Thousands of people turned out in Vienna on Monday night to pay tribute to an Austrian doctor, who authorities say committed suicide after months of death threats from opponents of coronavirus restrictions and vaccines.
Dr Lisa-Maria Kellermayr, who described herself as a “passionate country doctor”, was found in her surgery last Friday morning at Seewalchen am Attersee, about 60 kilometres northeast of Salzburg.
Investigators ruled out the possibility of foul play, but would not comment on the content of suicide notes that prosecutors had earlier confirmed had been found.
At the end of June, Kellermayr announced on social media and on her website that she was closing her practice, citing security concerns after seven months of threats.
She said she had already spent more than €100,000 on security costs, which she noted “exceed the profit of a family doctor’s practice many times over”.
Threatening letters the doctor published revealed the insults she received, including death threats to her and her employees. She turned to the authorities but claimed she was not taken seriously. There was also a lack of support from politicians.
In mid-July, Kellermayr said she was permanently closing the practice because she couldn’t “offer any perspective for whether or when it will be possible for us to work under ‘normal’ circumstances”.
In Vienna on Monday evening, many people converged on St Stephen’s Cathedral to pay their respects to Kellermayr, lighting candles or illuminating their mobile phones while the church bells rang.
“In many places across the country, people come together to remember Dr Lisa-Maria Kellermayr,” Austria’s President Alexander Van der Bellen posted on social media. “To set a sign for cohesion and against hate together.”
Earlier, he tweeted to say that Kellermayr had been “committed to healing people and to protect against diseases.
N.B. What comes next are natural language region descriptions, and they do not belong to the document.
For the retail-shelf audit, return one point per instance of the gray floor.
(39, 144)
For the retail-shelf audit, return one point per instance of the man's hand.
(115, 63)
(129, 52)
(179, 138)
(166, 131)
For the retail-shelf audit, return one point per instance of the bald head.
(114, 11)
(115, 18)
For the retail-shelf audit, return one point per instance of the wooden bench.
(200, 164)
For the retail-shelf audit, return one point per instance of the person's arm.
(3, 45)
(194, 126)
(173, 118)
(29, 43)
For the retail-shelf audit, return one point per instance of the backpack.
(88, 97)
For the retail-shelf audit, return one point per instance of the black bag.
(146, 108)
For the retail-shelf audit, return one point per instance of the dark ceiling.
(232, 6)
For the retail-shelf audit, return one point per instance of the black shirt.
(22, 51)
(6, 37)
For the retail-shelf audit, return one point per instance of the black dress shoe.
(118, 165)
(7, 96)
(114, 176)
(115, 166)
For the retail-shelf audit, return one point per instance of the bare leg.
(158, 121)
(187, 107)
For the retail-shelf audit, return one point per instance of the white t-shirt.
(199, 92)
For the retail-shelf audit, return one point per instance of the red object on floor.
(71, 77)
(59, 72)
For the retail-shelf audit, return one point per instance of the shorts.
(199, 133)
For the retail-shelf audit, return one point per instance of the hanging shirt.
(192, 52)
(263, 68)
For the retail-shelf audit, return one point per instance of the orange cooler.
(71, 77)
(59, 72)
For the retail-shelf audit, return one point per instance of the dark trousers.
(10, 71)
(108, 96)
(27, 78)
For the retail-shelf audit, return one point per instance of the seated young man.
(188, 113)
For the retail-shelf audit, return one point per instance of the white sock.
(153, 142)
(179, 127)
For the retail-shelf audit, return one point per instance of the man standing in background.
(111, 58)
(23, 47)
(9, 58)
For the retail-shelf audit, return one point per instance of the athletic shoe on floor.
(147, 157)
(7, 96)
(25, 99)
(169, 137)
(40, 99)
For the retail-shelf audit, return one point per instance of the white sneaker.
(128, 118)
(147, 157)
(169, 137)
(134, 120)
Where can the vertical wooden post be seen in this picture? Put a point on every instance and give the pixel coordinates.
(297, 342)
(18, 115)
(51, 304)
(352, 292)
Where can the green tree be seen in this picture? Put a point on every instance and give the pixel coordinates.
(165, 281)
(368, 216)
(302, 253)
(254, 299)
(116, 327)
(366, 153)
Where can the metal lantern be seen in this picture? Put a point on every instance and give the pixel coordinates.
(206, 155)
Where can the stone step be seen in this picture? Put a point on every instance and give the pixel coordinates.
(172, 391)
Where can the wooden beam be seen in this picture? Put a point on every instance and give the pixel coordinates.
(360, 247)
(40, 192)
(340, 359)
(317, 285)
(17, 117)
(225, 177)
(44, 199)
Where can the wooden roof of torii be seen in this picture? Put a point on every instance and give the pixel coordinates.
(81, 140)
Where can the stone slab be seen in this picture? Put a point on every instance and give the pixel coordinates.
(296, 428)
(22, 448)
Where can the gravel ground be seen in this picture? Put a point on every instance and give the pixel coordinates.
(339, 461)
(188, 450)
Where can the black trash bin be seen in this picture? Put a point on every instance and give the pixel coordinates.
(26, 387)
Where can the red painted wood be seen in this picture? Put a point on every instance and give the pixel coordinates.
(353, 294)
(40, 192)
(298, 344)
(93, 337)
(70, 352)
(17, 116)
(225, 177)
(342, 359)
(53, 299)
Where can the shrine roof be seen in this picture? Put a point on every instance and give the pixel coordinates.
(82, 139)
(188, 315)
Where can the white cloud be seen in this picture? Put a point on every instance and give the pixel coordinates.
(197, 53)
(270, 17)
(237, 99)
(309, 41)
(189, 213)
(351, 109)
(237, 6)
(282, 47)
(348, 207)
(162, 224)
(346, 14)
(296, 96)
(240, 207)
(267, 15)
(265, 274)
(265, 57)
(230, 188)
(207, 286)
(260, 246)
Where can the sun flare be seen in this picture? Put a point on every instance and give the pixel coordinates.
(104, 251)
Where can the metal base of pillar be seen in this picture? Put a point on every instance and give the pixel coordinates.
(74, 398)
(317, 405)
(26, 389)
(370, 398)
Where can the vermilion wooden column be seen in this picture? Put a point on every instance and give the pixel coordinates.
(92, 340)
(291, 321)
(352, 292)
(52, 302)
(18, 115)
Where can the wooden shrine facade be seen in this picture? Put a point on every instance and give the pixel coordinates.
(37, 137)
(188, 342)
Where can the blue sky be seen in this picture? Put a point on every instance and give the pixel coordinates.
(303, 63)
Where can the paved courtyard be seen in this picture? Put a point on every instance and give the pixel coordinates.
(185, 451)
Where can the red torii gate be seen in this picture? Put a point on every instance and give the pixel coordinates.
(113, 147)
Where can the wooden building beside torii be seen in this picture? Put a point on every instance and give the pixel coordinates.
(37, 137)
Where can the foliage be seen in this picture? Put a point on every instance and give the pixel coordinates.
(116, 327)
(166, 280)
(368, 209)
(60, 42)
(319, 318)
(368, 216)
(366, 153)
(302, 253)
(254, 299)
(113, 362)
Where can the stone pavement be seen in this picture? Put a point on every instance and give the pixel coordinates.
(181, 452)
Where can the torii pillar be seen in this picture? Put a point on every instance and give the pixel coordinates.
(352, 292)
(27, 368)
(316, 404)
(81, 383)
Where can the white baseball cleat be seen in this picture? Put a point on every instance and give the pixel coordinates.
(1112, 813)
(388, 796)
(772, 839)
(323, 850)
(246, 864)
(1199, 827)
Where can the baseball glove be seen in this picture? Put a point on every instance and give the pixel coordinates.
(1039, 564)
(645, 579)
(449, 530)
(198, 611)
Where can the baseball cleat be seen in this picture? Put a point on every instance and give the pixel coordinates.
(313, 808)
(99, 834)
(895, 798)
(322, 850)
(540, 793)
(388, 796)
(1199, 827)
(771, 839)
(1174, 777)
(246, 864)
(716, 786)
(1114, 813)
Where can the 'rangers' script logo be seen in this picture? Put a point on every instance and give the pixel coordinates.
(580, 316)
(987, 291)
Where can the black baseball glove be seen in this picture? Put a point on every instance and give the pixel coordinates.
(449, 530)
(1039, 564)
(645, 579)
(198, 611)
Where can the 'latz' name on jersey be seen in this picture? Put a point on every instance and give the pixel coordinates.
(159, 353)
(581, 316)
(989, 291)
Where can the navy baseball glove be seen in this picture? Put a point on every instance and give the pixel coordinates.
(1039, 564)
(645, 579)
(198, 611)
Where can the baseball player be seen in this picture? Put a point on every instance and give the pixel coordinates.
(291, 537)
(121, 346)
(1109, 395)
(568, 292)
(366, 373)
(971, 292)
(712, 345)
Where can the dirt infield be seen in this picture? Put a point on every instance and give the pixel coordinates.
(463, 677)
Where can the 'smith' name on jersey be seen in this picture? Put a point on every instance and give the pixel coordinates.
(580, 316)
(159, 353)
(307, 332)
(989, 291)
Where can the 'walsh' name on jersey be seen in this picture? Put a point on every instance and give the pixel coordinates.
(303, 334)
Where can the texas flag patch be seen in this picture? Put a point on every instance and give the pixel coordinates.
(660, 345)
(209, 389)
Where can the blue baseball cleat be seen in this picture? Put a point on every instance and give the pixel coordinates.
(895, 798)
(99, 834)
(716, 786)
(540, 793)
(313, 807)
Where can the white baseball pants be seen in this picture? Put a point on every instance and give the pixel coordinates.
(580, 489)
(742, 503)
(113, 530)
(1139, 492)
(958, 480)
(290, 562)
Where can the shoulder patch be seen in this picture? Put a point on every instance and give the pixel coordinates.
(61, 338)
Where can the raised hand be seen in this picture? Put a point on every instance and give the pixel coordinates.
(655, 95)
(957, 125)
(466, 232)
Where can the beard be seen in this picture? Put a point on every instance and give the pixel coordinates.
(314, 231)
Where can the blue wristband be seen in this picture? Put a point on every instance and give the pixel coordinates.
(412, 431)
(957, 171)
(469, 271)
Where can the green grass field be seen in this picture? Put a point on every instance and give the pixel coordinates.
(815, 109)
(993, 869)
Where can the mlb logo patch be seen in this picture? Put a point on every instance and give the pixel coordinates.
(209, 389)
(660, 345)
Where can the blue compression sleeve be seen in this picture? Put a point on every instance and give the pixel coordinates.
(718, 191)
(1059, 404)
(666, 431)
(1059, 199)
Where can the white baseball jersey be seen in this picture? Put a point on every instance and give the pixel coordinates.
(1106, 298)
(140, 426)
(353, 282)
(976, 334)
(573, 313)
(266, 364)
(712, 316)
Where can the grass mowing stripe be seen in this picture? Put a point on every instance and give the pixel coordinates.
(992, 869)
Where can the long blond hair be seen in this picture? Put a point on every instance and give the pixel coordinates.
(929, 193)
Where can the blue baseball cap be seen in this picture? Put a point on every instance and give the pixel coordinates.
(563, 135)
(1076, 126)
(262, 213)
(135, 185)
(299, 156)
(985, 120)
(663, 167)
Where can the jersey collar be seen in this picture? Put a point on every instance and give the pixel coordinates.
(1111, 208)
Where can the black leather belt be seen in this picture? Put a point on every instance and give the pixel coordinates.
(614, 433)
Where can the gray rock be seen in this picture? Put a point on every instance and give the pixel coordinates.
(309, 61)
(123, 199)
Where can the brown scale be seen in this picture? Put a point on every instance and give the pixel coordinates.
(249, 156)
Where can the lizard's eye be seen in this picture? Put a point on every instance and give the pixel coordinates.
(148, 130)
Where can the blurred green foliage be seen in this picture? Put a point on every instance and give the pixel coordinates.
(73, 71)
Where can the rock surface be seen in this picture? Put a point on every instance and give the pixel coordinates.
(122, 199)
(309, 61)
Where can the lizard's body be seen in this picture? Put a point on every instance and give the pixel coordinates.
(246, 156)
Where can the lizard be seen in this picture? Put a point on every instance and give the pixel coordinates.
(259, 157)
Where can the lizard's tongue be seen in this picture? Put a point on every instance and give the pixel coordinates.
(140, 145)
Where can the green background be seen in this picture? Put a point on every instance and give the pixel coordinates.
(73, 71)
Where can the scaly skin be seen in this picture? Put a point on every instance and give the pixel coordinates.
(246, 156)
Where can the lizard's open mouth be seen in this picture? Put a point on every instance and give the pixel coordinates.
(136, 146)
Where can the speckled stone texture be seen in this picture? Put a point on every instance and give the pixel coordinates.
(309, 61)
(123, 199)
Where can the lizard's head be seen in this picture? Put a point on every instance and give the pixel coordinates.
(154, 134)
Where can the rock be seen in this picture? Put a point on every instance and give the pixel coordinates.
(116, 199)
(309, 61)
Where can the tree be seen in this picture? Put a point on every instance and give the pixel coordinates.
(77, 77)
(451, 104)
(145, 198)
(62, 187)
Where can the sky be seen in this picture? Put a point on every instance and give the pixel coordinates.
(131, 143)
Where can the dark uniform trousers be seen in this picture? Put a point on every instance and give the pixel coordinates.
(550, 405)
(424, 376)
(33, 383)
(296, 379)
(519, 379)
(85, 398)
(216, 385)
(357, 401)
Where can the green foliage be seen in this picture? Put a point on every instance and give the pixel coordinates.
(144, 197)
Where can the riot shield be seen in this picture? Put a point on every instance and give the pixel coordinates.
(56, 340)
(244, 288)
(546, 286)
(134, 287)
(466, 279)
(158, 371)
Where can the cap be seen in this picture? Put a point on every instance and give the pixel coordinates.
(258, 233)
She championed science” and was in favour of “vaccinations and for a careful handling of the pandemic”.
“Let’s stop this intimidating and scaremongering. Hate and intolerance have no place in our Austria,” he added, commenting on the threats the doctor received.
The president’s thoughts were echoed by Austria’s health minister. “As a doctor, she dedicated her life to the health and well-being of others. Death threats against her and her staff were a brutal reality. Hatred against people is inexcusable. This hatred must finally stop,” Johannes Rauch said.
In June, prosecutors in the city of Wels in Upper Austria closed an investigation of a German suspected of threatening Kellermayr, saying German authorities were responsible for the case, the Austria Press Agency (APA) reported. Police in Austria continued an investigation against persons unknown.
The Medical Association of Upper Austria said Kellermayr had been offered help and a plan had been discussed on how to continue her practice, according to APA.